Another impactful synchronicity came after scoping out producer Daniel Schlett’s Brooklyn studio, where they learned that he also worked out of an identical space in scenic Mountain Dale, New York. The group opted for the more rural setting, breathing in the countryside and cooking with organic veggies brought by studio owner Josh Druckman. His garden contributed to the record in a big way, Pelletier laughs. We wanted to explore the TEKE::TEKE world further, to enrich all the senses, and feeling that comfort made a real difference.

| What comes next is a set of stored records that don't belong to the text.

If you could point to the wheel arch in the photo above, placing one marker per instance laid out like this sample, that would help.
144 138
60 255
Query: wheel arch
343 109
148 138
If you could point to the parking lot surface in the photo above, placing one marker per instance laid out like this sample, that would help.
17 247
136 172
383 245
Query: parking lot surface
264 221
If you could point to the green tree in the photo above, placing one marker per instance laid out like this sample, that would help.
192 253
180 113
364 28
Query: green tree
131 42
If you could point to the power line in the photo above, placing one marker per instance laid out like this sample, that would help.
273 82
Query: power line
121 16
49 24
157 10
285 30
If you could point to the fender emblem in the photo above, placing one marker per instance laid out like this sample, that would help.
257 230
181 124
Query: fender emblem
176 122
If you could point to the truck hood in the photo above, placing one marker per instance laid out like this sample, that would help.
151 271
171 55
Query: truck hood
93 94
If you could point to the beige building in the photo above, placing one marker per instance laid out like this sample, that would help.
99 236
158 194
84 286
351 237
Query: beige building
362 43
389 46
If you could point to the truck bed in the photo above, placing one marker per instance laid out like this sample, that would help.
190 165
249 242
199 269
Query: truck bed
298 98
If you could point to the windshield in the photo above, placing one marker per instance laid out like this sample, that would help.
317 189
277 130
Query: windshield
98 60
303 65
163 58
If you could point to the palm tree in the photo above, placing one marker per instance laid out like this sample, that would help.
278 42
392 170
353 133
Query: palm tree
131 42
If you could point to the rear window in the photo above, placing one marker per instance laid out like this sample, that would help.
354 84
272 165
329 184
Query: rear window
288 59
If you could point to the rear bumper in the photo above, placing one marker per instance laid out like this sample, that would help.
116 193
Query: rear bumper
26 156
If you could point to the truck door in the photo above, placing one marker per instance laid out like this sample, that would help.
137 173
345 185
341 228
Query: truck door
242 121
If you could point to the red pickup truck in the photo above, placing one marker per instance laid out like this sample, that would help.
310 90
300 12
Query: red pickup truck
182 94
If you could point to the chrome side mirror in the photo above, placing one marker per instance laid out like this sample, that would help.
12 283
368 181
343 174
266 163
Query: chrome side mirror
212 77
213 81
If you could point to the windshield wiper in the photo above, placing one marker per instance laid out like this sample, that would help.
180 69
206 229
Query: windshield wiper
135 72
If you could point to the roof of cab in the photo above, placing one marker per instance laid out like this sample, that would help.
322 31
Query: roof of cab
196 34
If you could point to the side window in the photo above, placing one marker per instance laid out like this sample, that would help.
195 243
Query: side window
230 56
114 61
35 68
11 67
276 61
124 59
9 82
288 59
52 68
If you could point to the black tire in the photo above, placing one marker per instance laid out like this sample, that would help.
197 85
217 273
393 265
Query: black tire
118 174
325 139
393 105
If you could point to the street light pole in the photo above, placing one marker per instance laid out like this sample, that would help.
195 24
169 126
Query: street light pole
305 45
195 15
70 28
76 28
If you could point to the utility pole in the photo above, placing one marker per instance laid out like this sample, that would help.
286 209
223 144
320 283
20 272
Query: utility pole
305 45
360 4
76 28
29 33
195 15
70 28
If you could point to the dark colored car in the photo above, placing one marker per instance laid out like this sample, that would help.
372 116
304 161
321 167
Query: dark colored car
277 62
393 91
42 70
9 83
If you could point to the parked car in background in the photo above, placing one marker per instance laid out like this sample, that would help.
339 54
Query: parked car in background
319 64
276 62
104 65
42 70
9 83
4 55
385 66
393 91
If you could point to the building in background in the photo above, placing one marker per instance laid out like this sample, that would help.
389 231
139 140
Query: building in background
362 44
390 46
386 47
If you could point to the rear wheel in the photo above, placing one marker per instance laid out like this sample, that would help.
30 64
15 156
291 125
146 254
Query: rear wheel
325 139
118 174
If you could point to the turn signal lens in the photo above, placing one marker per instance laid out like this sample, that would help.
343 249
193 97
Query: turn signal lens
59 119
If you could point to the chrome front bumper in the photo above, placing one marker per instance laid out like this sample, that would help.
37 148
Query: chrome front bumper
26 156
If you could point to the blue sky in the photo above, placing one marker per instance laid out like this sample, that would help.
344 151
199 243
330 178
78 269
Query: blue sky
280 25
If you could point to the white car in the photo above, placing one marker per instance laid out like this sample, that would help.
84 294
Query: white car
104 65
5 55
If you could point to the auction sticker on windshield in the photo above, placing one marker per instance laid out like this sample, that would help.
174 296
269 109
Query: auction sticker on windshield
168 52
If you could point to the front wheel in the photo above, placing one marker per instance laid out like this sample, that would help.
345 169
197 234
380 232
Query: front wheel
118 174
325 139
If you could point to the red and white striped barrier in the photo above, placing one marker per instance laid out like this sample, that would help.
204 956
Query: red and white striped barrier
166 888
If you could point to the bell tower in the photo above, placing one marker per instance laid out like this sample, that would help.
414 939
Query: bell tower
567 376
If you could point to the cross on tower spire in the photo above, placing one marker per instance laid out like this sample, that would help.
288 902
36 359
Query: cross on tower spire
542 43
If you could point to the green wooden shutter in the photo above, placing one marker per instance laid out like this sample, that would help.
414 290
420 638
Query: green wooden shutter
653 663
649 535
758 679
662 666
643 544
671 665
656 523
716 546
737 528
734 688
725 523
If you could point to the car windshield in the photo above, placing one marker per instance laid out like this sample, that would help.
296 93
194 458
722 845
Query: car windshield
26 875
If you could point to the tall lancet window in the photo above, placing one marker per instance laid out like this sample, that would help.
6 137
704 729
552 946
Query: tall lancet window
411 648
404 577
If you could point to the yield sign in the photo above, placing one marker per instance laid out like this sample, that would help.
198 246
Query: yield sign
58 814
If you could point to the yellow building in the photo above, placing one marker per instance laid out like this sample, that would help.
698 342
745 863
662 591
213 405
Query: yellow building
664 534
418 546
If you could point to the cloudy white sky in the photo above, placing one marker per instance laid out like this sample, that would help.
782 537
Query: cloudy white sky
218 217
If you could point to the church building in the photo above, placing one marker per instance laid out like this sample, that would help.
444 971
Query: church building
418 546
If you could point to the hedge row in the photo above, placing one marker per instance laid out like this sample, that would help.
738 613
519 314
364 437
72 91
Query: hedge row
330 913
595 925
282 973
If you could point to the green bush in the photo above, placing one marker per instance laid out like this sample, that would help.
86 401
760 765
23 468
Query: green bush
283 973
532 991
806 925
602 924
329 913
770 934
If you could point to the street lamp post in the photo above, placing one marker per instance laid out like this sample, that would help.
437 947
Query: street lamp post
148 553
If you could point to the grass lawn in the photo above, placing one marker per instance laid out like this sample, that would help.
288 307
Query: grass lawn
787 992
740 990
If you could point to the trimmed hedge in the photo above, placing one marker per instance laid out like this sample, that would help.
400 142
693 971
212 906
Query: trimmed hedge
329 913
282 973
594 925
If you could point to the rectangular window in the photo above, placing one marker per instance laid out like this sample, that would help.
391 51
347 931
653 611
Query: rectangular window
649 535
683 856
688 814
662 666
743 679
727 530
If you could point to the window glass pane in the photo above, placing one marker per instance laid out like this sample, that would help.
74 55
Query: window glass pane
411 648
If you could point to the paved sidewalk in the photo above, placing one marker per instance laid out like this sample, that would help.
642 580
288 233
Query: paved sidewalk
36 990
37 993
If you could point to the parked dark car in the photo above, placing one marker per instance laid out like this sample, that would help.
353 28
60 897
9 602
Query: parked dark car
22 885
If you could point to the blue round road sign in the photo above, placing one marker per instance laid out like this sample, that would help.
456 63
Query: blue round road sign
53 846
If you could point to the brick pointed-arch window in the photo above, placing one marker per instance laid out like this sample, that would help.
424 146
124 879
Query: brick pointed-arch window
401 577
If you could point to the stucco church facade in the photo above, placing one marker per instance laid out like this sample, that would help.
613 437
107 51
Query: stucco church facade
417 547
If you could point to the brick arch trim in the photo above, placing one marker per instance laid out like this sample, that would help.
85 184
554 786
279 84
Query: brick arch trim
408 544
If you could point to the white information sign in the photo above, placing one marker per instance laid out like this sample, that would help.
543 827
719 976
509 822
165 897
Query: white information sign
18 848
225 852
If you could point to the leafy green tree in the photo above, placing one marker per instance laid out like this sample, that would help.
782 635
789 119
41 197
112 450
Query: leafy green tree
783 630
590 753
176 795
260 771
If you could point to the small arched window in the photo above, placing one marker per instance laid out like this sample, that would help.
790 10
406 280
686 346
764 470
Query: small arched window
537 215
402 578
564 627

Second single Gotoku Lemon leans into that comfortability, riding a low-slung shuffling beat and clustered guitar and horns. Always capable of shifting from a beguiling whisper to a histrionic wail at a moment’s notice (and hitting every emotional and tonal register in between), Kuroki’s masterful vocals are on full display, bending into a growly syllable here or a breathy exhalation there. And while flutist Yuki Isami and trombonist Etienne Lebel daubed unique colors onto Shirushi, Hagata amplifies that impressive skill with inventive arrangements, darting between tight harmonies and solo lines.
The third single from Hagata, Doppelganger, continues the band’s propensity for cinematic, imagist compositions. I wrote the music to this one intentionally wanting to touch on a 70’s pop vibe, more specifically the records our parents listened to when we were kids, like Nakajima Miyuki, Pelletier says. Hidetaka Yoneyama's guitar rides atop Mishka Stein's rubbery bass, Ian Lettre skipping across the cymbals as if the shimmer of light reflecting off the wavering metal were as important as the sound. As Kuroki began crafting lyrics about Doppelgangers (or doubles), Pelletier was reminded of the Polish film The Double Life of Veronique—about two women who have never met and live in different parts of the world, and yet who seem to share some surreal bond—and the group watched the film together before finishing the song. That’s when we decided to add some string arrangements and just go for the Serge Gainsbourg, Jean-Claude Vannier vibe, he says. As a result, the band explores a similar intractable connection: between past and present, between Canada and Japan, of multiple identities lived at once.
From the tender-hearted Jinzou Maria to the rumbling and raucous Yurei Zanmai, the songs of Hagata bear that eerie yet somehow familiar sensation of the record’s title. They carry a sense of change, impact, of having been marked in an intimate way. And yet the force behind that marking is always just out of grasp, a wisp, a ghost, an energy, a spirit that compels you to keep reaching. And at the end of the day, the concrete answer of how that bite happened is far less thrilling than the bite itself. On Hagata, TEKE::TEKE move beyond the idea of walking across multiple paths, instead existing so fully in the space between that the usual constraints of creativity no longer apply. We don’t need a name, body, voice, lies, truth, or shame, Kuroki says. Ghosts are forever free and keep dancing.